Qual seria a explicação para um roedor tão grande com um cérebro tão pequeno?
Cérebros consomem grande parte da energia de um organismo. Se o animal possui um cérebro proporcionalmente grande e com uma grande quantidade de neurônios, isto se torna benéfico para sua sobrevivência. Por exemplo, isso fica bem claro no grupo dos primatas e carnívoros, que possuem cérebros proporcionalmente avantajados, com uma ampla rede neuronal, que trazem benefícios para as estratégias de sobrevivência do animal (como é o caso da elaboração de estratégias na busca de alimento). Por outro lado, se um animal possuir um cérebro grande, mas com uma densidade neuronal mais baixa (que é o caso dos roedores), ele não usufrui dos mesmos benefícios associados, o que implica em um alto consumo energético desnecessário, ainda mais quando associado a uma grande massa corpórea.
Quando o Neoepiblema acreensis habitava a América do Sul, os mamíferos placentários carnívoros (felinos, canídeos, ursídeos) ainda não haviam chegado ao continente, uma vez que o istmo do Panamá ainda não estava formado e já não havia uma conexão terrestre com a Antártida. Logo, a América do Sul estava isolada, como uma ilha gigante. Os principais predadores dos roedores gigantes eram os crocodilianos, que também eram gigantes e habitavam as regiões pantanosas mencionadas acima, e que não eram predadores ativos, tal como são os mamíferos.
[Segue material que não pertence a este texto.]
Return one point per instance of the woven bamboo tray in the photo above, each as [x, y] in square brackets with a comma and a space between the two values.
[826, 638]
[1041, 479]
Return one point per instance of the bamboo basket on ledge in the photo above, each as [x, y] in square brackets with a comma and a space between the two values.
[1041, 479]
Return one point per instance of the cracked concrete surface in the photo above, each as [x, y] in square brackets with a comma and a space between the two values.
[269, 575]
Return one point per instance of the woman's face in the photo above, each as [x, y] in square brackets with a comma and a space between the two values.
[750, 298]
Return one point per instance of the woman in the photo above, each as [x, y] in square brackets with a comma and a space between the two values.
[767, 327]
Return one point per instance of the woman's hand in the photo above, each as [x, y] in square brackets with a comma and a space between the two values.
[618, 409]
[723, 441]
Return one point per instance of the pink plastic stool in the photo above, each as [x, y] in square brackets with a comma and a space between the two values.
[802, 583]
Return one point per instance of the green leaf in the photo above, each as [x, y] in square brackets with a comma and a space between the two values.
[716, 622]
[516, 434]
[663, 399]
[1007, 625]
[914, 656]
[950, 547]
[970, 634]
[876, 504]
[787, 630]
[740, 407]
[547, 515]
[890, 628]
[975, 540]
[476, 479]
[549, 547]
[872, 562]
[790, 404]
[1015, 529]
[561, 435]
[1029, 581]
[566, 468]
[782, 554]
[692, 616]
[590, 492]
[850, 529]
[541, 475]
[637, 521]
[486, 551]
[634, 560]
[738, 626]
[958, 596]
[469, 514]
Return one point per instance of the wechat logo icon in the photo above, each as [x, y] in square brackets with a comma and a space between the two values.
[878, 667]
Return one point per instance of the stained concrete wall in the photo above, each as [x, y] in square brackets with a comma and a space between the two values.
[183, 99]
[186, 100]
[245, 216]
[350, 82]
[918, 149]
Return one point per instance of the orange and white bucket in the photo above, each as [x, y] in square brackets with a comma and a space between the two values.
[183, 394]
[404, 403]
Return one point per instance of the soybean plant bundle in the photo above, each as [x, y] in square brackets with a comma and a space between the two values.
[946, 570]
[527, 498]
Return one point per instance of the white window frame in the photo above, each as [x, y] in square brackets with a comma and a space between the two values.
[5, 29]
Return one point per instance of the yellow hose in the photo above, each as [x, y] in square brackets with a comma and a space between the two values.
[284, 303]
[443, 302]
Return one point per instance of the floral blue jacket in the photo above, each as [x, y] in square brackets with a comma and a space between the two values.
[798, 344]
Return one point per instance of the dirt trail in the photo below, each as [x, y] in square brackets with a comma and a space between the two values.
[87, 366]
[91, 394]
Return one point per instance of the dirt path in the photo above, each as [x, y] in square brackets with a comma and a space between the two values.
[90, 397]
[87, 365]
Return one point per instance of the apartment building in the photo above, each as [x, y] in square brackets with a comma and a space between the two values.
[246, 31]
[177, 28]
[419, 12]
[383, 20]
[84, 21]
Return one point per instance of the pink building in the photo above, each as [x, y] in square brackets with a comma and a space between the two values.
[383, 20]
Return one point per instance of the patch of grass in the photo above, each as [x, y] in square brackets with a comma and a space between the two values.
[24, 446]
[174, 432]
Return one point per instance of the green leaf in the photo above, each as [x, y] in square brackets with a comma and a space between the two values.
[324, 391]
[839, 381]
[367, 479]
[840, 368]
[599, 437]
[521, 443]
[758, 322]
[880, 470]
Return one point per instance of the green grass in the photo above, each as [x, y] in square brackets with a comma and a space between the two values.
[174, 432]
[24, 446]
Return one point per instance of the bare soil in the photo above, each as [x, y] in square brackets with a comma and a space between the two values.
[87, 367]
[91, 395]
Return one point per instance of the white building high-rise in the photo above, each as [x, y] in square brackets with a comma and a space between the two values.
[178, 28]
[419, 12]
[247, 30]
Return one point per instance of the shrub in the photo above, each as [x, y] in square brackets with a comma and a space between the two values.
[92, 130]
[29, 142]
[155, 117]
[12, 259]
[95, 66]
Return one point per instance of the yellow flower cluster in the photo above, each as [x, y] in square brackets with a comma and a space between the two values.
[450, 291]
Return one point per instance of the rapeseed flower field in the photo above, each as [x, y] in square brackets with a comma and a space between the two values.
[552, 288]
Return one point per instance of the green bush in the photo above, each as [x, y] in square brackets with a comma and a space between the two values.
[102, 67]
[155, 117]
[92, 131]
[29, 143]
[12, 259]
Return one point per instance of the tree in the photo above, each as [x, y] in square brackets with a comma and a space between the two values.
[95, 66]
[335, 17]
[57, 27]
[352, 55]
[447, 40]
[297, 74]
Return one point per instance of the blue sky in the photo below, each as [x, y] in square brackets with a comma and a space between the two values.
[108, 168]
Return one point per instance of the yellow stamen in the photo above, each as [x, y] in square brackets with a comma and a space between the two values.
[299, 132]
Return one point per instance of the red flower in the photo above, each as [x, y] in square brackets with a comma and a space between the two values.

Assim, as pressões tróficas eram diferentes do que viriam a ser a partir do Plioceno e Pleistoceno, quando o istmo do Panamá foi formado e os grandes carnívoros adentraram o continente durante um evento conhecido como Grande Intercâmbio Biótico Americano (GABI).
De acordo com a interpretação apresentada pelos autores do estudo, na ausência de uma pressão ecológica promovida pelos predadores, não havia necessidade de os roedores gigantes apresentarem cérebros avantajados, uma vez que isso implicaria em um consumo energético desnecessário. Já após o GABI, houve um aumento significativo no grau de encefalização dos roedores. O mesmo padrão tem sido documentado em animais que vivem em ilhas onde não existem mamíferos predadores. Por exemplo, entre os roedores atuais que foram analisados no estudo, os que possuem os menores cérebros proporcionalmente a sua massa corpórea são formas insulares, como é o caso da Hutia (Capromys), um roedor que habita ilhas caribenhas.
O estudo está disponível no periódico científico Biology Letters, publicado pela Royal Society, e conta com a participação de José Darival Ferreira (doutorando da Pós-Graduação em Biodiversidade Animal da UFSM), Leonardo Kerber (Cappa), Francisco Ricardo Negri (Ufac), e Marcelo R. Sánchez-Villagra (University of Zurich). A reconstrução artística do Neoepiblema acreensis e do cérebro ficou a cargo do paleoartista Márcio L. Castro.